Controlling surface morphology and sensitivity of granular and porous silver films for surface-enhanced Raman scattering, SERS

Abstract

The design of efficient substrates for surface-enhanced Raman spectroscopy (SERS) for large-scale fabrication at low cost is an important issue in further enhancing the use of SERS for routine chemical analysis. Here, we systematically investigate the effect of different radio frequency (rf) plasmas (argon, hydrogen, nitrogen, air and oxygen plasma) as well as combinations of these plasmas on the surface morphology of thin silver films. It was found that different surface structures and different degrees of surface roughness could be obtained by a systematic variation of the plasma type and condition as well as plasma power and treatment time. The differently roughened silver surfaces act as efficient SERS substrates showing greater enhancement factors compared to as prepared, sputtered, but untreated silver films when using rhodamine B as Raman probe molecule. The obtained roughened silver films were fully characterized by scanning electron microscopy (SEM), atomic force microscopy (AFM), X-ray diffraction (XRD), transmission electron microscopy (TEM), X-ray photoelectron (XPS and Auger) and ultraviolet-visible spectroscopy (UV-vis) as well as contact angle measurements. It was found that different morphologies of the roughened Ag films could be obtained under controlled conditions. These silver films show a broad range of tunable SERS enhancement factors ranging from 1.93 × 10² to 2.35 × 10⁵ using rhodamine B as probe molecule. The main factors that control the enhancement are the plasma gas used and the plasma conditions, i.e., pressure, power and treatment time. Altogether this work shows for the first time the effectiveness of a plasma treatment for surface roughening of silver thin films and its profound influence on the interface-controlled SERS enhancement effect. The method can be used for low-cost, large-scale production of SERS substrates.

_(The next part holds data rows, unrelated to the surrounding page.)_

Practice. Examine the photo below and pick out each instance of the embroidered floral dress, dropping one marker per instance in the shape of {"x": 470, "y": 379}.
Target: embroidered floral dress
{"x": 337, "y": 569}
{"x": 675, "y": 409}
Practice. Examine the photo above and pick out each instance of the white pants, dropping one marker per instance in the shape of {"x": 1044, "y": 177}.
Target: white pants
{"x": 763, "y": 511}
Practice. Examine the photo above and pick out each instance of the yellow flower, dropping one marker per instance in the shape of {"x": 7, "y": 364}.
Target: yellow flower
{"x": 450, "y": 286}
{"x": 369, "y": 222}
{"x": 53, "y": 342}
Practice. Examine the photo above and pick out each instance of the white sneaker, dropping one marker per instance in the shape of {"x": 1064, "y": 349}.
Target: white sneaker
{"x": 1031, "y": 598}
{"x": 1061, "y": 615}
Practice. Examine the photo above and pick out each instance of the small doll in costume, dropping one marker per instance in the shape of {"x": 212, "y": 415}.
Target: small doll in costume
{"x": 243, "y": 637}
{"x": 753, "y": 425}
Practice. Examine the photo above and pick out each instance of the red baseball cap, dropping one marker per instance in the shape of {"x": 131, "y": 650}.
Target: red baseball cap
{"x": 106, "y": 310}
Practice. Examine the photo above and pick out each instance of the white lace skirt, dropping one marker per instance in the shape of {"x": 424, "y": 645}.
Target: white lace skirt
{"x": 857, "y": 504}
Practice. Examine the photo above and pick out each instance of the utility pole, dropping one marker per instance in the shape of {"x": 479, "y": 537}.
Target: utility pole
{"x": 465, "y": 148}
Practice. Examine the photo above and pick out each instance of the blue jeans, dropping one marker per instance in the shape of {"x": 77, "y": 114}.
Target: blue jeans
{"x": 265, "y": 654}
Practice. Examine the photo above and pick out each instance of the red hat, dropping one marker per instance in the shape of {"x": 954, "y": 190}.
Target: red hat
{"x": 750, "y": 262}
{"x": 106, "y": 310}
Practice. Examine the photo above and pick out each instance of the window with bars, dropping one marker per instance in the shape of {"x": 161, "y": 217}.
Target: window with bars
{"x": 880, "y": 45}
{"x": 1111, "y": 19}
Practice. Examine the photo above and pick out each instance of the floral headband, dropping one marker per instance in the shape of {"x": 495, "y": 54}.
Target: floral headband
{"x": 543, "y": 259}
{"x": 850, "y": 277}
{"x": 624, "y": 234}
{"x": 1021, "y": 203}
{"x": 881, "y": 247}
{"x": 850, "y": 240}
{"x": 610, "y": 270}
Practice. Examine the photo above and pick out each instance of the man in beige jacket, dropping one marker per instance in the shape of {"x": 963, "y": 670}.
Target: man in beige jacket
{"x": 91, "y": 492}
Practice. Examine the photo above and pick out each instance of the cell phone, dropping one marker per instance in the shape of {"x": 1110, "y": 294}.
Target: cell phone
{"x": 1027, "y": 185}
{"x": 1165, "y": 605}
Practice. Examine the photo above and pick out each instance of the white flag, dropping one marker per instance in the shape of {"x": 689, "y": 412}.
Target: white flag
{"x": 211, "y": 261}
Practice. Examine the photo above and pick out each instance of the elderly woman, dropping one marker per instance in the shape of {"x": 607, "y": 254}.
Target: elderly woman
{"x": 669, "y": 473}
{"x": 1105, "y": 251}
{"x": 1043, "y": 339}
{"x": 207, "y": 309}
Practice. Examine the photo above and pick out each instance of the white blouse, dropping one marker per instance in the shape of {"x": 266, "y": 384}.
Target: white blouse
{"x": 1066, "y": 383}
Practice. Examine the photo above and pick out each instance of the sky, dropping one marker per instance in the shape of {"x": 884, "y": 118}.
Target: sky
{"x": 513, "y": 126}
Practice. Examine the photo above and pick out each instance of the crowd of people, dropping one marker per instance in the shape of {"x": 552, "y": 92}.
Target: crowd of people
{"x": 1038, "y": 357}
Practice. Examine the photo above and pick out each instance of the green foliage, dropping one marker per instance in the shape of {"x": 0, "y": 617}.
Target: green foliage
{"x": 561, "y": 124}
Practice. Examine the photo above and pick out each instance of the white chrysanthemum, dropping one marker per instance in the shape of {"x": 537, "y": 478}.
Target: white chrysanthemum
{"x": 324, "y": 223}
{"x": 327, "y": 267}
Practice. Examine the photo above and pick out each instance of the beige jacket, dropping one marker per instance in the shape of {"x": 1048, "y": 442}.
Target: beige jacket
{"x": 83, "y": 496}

Keywords: plasma treatment; silver; sputtering; surface roughening; surface-enhanced Raman spectroscopy (SERS).

Scheme 1

Overview of the steps involved in the fabrication of the SERS substrates using different rf plasma treatments. (a) 25 s of sputtering leads to a transparent silver film of 10 nm thickness. 8 min of sputtering leads to a non-transparent silver film of 200 nm thickness. (b) The resulting silver films have different SERS activities; the ultrathin film has a higher SERS activity than the thicker silver film. (c) Plasma treatment of the sputtered silver films in a 13.56 MHz rf plasma chamber with different plasma gases in order to increase the surface roughness and nanoporosity of the silver films. (d) A single plasma treatment (hydrogen, nitrogen or argon plasma) mainly results in an increase of the surface roughness of the sputtered silver films and to an increase of the SERS activity. (e) Oxidation/reduction plasma treatment with various gases results in the formation of complex three-dimensional nanoporous silver structures with very strong SERS activity.

Figure 1

(a) Photograph of sputtered silver films on glass substrates with different thicknesses. From left to right: 5, 10, 20, 50 and 200 nm. (b) Photograph showing the mirror-like appearance of the 200 nm silver film. SEM images of (c) 10 nm and (d) 200 nm silver films. AFM images of (e) 10 nm (R_q = 2.02 nm) and (f) 200 nm (R_q = 2.79 nm) sputtered silver films.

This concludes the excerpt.